Ok, so I omitted these when I listed the random things that I could see on my counter right now and they’re also not included in my Essentials. The reason is, if I didn’t have much counter space, decorative objects would be the first to go. Candles, statuettes, vases, trays – all gone! I don’t think I had any decorative objects in my much smaller previous kitchen. However, some of the items that you use can double up as decoration and find their way on your counters in a more functional way. For example, a fruit bowl or pretty wooden cutting boards. I would still prioritize clutter free counters over decorations. I don’t tend to overdecorate, especially with permanent objects that only end up gathering dust and contributing to a cluttered look.
Cutlery, Spices, Knives
These are favorite items to be kept on top of the counter but not for me. Not only are my spices in a drawer but they’re also all in cute matching jars – so they look pretty. (These are just the little things that make me happy.) Same goes for my cutlery and knives – in a drawer. When we renovated the kitchen, we ordered some of the drawer cabinets with built-in dividers. My installer told me the cabinet companies actually use drawer dividers from Rev-A-Shelf and cut them down to their specs.

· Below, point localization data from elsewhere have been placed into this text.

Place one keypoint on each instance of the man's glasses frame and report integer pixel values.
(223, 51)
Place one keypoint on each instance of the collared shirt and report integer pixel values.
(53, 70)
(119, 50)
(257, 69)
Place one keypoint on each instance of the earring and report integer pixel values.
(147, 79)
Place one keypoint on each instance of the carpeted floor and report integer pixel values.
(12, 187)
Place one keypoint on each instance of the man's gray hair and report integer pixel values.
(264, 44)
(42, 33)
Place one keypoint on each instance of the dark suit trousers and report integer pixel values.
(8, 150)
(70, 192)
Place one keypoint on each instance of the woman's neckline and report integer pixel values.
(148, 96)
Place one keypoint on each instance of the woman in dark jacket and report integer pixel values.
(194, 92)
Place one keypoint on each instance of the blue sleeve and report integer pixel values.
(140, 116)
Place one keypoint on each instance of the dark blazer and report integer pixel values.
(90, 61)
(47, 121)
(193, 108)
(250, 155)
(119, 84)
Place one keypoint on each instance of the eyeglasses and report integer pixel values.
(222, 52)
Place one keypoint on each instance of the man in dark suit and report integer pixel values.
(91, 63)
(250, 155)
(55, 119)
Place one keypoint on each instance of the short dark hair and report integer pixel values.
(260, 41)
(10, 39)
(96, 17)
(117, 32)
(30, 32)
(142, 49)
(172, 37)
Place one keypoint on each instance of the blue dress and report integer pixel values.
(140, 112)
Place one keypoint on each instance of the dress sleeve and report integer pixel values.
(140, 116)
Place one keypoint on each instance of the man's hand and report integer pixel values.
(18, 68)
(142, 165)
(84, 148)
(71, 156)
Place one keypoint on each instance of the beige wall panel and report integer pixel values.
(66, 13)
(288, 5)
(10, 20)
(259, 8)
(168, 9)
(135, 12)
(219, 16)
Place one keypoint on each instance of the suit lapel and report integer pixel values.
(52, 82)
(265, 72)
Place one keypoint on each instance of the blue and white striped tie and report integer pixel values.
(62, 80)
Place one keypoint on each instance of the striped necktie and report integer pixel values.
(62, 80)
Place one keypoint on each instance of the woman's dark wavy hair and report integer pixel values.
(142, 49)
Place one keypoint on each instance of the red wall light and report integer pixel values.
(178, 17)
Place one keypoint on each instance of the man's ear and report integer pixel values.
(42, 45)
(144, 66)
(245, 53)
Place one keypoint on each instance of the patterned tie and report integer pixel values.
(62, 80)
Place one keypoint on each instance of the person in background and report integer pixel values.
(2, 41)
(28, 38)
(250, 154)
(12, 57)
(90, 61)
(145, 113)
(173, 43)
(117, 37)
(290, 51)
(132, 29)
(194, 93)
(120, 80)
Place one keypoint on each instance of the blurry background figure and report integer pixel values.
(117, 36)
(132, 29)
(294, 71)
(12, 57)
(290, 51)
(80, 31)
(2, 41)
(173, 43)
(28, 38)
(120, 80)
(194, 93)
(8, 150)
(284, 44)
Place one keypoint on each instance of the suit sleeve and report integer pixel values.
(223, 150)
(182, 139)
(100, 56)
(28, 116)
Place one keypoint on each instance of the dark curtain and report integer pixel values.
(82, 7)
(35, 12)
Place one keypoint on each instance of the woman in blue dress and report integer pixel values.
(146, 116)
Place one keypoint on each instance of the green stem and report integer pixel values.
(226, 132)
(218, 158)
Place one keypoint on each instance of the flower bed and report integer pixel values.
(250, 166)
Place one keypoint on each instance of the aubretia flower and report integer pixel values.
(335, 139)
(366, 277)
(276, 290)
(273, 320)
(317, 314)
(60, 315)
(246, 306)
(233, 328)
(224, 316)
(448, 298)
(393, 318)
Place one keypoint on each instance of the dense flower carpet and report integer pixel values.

You can buy Rev-A-Shelf organizers online and cut them to the dimensions of your drawers. So that’s what I did for the cabinets that didn’t already come with an organizer. I have rounded up my favorite inserts in my Kitchen Drawer Organizers post.
Custom Drawer Organizers by Rev-a-Shelf
Overall Functional Designs
If you’re renovating your kitchen or building a new home, you have the opportunity to design your kitchen to not only be pretty but to function well for your specific lifestyle. For example, think about how you will organize your cabinets in order to make your life easier doing every day things. My cutlery drawer is in the island directly across from the dishwasher. That means, I stand in one spot when I unload it which makes that mundane task that much faster and less unpleasant. Same goes for my dishes – they’re in a cabinet above and to the right of the dishwasher. My glasses are next to the fridge where most drinks are kept, as well as the ice. The coffee maker is also right there (not pictured but it normally sits on that little counter.)
This sort of planned placement can’t always be perfect especially in a large kitchen. My glasses are close to the fridge but far from the dishwasher. My dishes are close to the dishwasher but far from the stove. You just have to figure out what’s more important to you and design your space to make your life easier.